The Science Museum has been criticised for giving a platform to the oil giant Equinor, days after a controversial decision by the UK government to allow the company to exploit the Rosebank oil field in the North Sea.
Staff at the Science Museum were invited to a “Meet the Funder” event on 2 October, five days after the decision to allow drilling in the North Sea oilfield, which is 80% owned by the Norwegian company. The move came despite warnings from scientists of the environmental harm it will cause through accelerated climate change.
“These Meet the Funder sessions are little more than a space for some of the world’s biggest polluters to defend their business plans in the face of public opposition”
“Once fully developed, the emissions from burning the 500 million barrels of oil and gas in the Rosebank field would be equal to the combined annual carbon dioxide emissions of the 28 lowest income countries in the world,” says Dr James Dyke, the associate professor of earth system science at the University of Exeter.
The ecological threats posed by the oil field has led to a storm of opposition. In March, 700 scientists wrote to Rishi Sunak, the UK’s prime minister, asking him to halt all new oil and gas developments. In February, more than 200 individuals and organisations, including public figures like the comedian Frankie Boyle and the Ugandan activist Vanessa Nakate, wrote an open letter opposing Rosebank.
Discrediting
Among the critics within the ruling Conservative party is Lord Deben, the former environment minister in Margaret Thatcher’s government and recently chair of the independent advisory body the Climate Change Committee. Deben warned that exploiting Rosebank would discredit the UK government’s position at international climate summits, including the COP26 talks in Glasgow, where it has urged developing nations to reduce emissions.
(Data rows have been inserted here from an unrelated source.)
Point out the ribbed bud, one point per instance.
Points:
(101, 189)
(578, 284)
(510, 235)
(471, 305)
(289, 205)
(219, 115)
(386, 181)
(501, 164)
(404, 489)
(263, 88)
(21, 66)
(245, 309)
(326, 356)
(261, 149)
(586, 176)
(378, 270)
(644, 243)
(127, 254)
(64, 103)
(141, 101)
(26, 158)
Sarah Waldron, the co-director of the campaigns and research organisation Culture Unstained, underlines the significance of a museum dedicated to science promoting Equinor, considering the scientific warnings about the harm its activities posed. “These Meet the Funder sessions are little more than a space for some of the world’s biggest polluters to defend their business plans in the face of public opposition,” she says. “It’s shocking that the Science Museum would give this platform to any fossil fuel company, but it’s beyond belief that the director allowed this event to go ahead just days after Equinor’s plans to develop the Rosebank oil field were approved—and in the same week that the International Energy Agency reaffirmed that there can be no new oil, gas and coal extraction if we are to reach net zero by 2050. By defending the activities of his fossil fuel sponsors over and above the climate science, the museum’s director is failing to show the objectivity that his role requires.”
“Engaging people with humanity’s greatest challenge—the fight against devastating climate change—is a major priority for the Science Museum Group”
A Science Museum spokesperson said the meeting proved to be popular with staff. “Engaging people with humanity’s greatest challenge—the fight against devastating climate change—is a major priority for the Science Museum Group alongside reducing the impact of our own activity as we work towards achieving net zero by 2033,” the spokesperson said. “We continue to urge companies in carbon-intensive sectors to show more leadership in speeding up the transition to low-carbon energy sources and last year extended our use of the respected Transition Pathway Initiative (TPI) to assess the commitment of prospective and current partners to curbing climate change.”
The spokesperson also pointed out that the museum is asking its partners to achieve Level 4 on the TPI’s Management Quality index, which rates companies on a scale from zero to four, and to align with the Paris 1.5 degree pathway on TPI’s Carbon Performance index by the end of March 2024.
‘Culture-washing’ strategy
Joanna Haigh is the former co-director of the Grantham Institute at Imperial College London. “One would expect such a national museum to have the highest moral standards and be a torch-bearer for science in support of the national good,” she says. “This makes the Science Museum’s decision to continue to accept financial support from the fossil fuel industry all the more galling.”
For Julie Forchhammer, the co-founder of Klimakultur, a Norwegian non-profit that engages the arts and culture sector to act on climate change, Equinor’s sponsorship is part of a “culture-washing” strategy. Speaking about the museum’s Wonderlab/Equinor Gallery, Forchhammer says: “It was filled with excited kids trying all the interactive installations and experiments. Equinor are targeting children and youth aggressively, both through its sponsorship of the Science Museum in London. But also, on a monumental scale, at home in Norway.
“They are sponsoring all levels and aspects of Norwegian society,” she says. “Even our youth national skiing team is called the Equinor Junior National Team. As the saying goes: ‘Get the kids and the parents will follow’. Equinor is very aware of this.”
An Equinor spokesperson said: “At Equinor, we respect everyone’s right to their opinion. We are a corporate member of the Science Museum.”